In Inner Mongolia, a region in northern China, the Mongolian language is facing threats to its preservation. Authorities announced in 2020 that the language would no longer be used as the medium of instruction in schools, sparking fears among ethnic Mongolians that their language would disappear. In response, parents took to the streets to protest. However, these protests were different from the norm in China, as the Mongolian script proved to be a challenge for automated surveillance technologies, allowing protestors to coordinate with relative freedom.

The digitization of most writing systems has been facilitated a standardized code known as Unicode. However, Mongolian script has been poorly encoded, leading to limited usability. Consequently, Mongolian speakers resort to using various incompatible programs or sharing screenshots of text instead of typing in Mongolian. While this may be inconvenient, it also presents a challenge for authorities monitoring and censoring communications, as images are more difficult to monitor than text.

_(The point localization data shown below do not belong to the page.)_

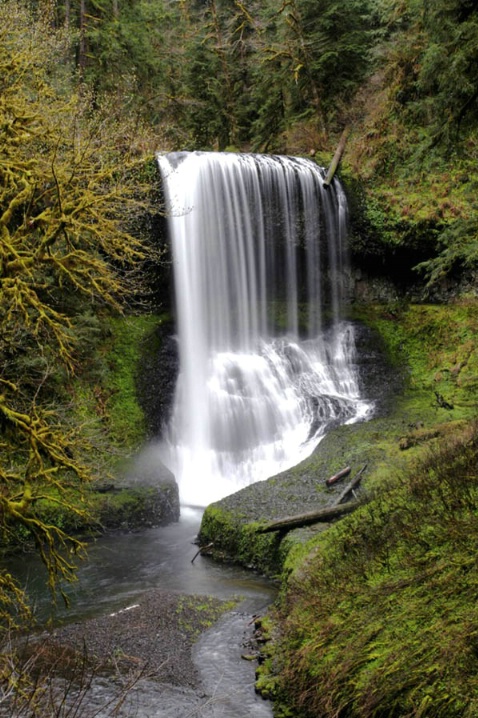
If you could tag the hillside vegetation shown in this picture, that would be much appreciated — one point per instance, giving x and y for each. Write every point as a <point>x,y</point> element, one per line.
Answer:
<point>378,617</point>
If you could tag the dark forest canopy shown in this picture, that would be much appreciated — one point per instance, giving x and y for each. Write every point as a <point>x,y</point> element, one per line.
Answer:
<point>90,88</point>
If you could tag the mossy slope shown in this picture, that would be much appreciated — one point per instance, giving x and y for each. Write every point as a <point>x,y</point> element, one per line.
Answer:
<point>378,611</point>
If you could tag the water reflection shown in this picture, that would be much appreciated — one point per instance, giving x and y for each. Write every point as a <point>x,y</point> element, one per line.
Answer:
<point>121,566</point>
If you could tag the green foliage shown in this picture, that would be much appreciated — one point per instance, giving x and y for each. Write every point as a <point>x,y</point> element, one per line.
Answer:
<point>382,621</point>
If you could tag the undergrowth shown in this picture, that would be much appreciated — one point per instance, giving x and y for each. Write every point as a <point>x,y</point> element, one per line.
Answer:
<point>378,617</point>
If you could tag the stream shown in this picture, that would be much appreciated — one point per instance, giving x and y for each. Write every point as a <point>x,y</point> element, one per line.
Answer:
<point>118,570</point>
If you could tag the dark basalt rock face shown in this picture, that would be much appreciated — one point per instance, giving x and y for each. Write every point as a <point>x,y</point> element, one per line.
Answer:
<point>156,381</point>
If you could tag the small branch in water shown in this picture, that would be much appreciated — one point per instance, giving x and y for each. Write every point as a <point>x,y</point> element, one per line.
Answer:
<point>337,477</point>
<point>201,549</point>
<point>337,157</point>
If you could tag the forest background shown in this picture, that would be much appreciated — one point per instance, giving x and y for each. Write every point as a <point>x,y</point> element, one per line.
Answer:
<point>90,90</point>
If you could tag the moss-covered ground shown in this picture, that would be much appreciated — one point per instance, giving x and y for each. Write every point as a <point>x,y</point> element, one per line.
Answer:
<point>377,615</point>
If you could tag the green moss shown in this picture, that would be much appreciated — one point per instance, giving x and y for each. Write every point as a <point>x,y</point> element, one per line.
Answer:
<point>126,424</point>
<point>198,613</point>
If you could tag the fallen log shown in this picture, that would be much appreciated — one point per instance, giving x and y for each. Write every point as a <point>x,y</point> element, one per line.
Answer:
<point>338,476</point>
<point>337,157</point>
<point>351,486</point>
<point>311,517</point>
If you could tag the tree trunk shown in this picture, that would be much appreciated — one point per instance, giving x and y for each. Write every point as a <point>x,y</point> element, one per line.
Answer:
<point>312,517</point>
<point>337,157</point>
<point>351,486</point>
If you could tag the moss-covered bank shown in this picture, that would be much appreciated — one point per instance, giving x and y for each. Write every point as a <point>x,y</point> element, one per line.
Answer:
<point>127,491</point>
<point>377,615</point>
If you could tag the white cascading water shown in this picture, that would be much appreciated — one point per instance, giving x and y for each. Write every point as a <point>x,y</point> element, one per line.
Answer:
<point>250,237</point>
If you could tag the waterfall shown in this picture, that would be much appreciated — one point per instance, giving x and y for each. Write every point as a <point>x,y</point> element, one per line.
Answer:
<point>266,364</point>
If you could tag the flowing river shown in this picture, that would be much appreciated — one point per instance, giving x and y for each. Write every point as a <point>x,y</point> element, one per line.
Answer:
<point>119,570</point>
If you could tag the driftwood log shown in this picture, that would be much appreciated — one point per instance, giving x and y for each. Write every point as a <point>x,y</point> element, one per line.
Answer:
<point>311,517</point>
<point>351,486</point>
<point>338,476</point>
<point>337,157</point>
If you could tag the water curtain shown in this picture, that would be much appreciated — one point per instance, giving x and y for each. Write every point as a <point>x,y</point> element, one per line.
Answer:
<point>266,363</point>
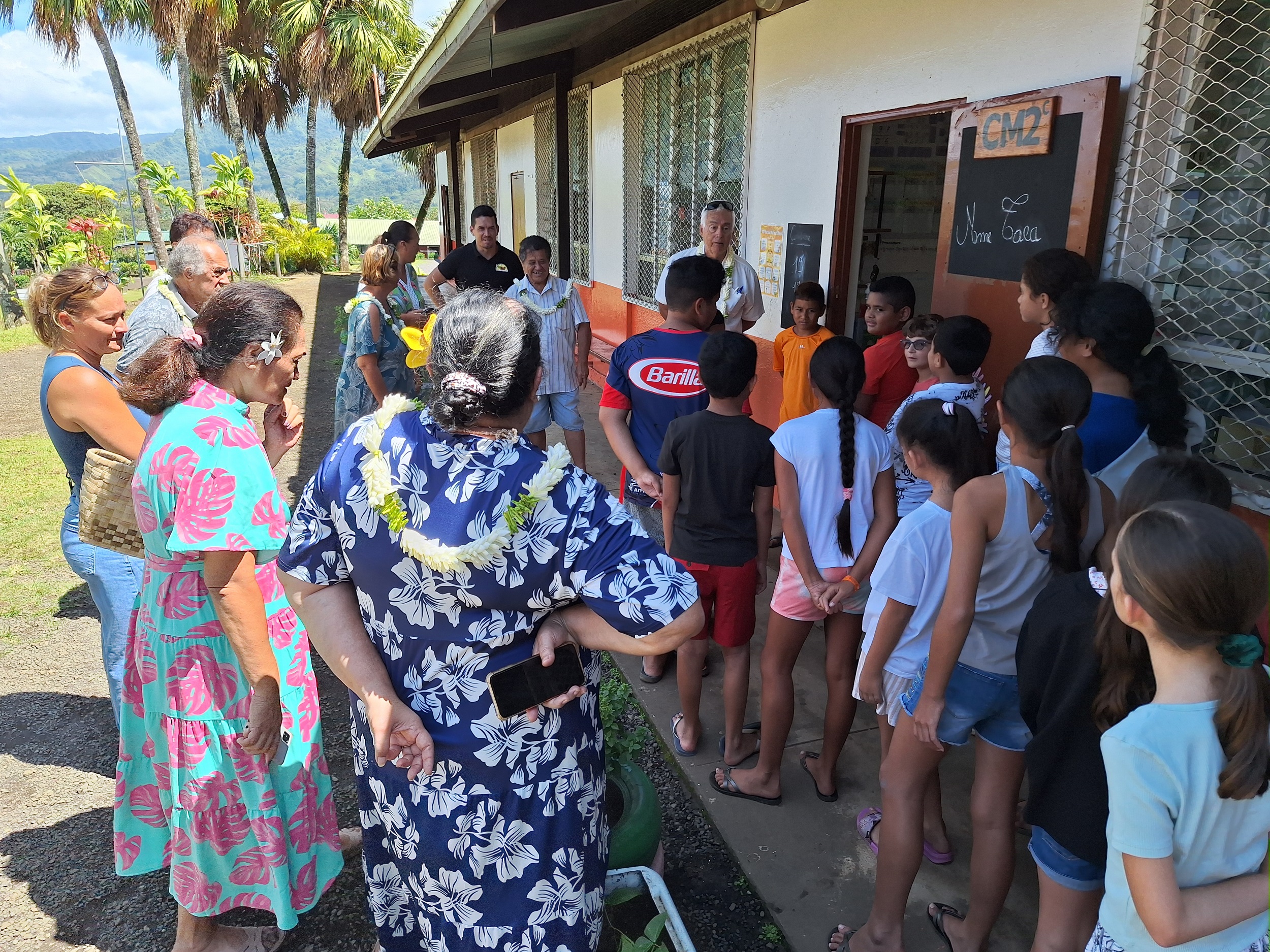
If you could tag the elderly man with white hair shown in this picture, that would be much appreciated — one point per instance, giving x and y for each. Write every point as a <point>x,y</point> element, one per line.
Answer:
<point>200,270</point>
<point>741,301</point>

Mongolian is just one of the many “low-resource” languages that struggle to find representation on the internet. As technology advances, these languages may gain better access to online tools and markets. However, this also means they become more visible to surveillance and censorship. There is a trade-off between convenience and freedom from surveillance for these marginalized languages.

Efforts to suppress the Mongolian language within China have only grown stronger since the protests. A machine learning system being developed at Inner Mongolia University aims to enable computers to read Mongolian script, potentially being used for state security projects.

Artificial intelligence (AI) development has primarily focused on major languages with large amounts of available text. Companies like Google and Meta have recently announced projects to develop AI for under-resourced languages. However, the effectiveness and quality of AI output for these languages remain questionable. Language models trained on limited texts often lack cultural specificity and may miss important nuances. AI used for social media moderation in under-resourced languages faces challenges in understanding the cultural, historical, and political complexities of language usage.

Preserving endangered languages in the digital age requires ongoing investment in AI development and sensitivity to cultural nuances. With the advancements in technology, there is hope for marginalized languages to thrive online, but efforts must be made to ensure their preservation and protection.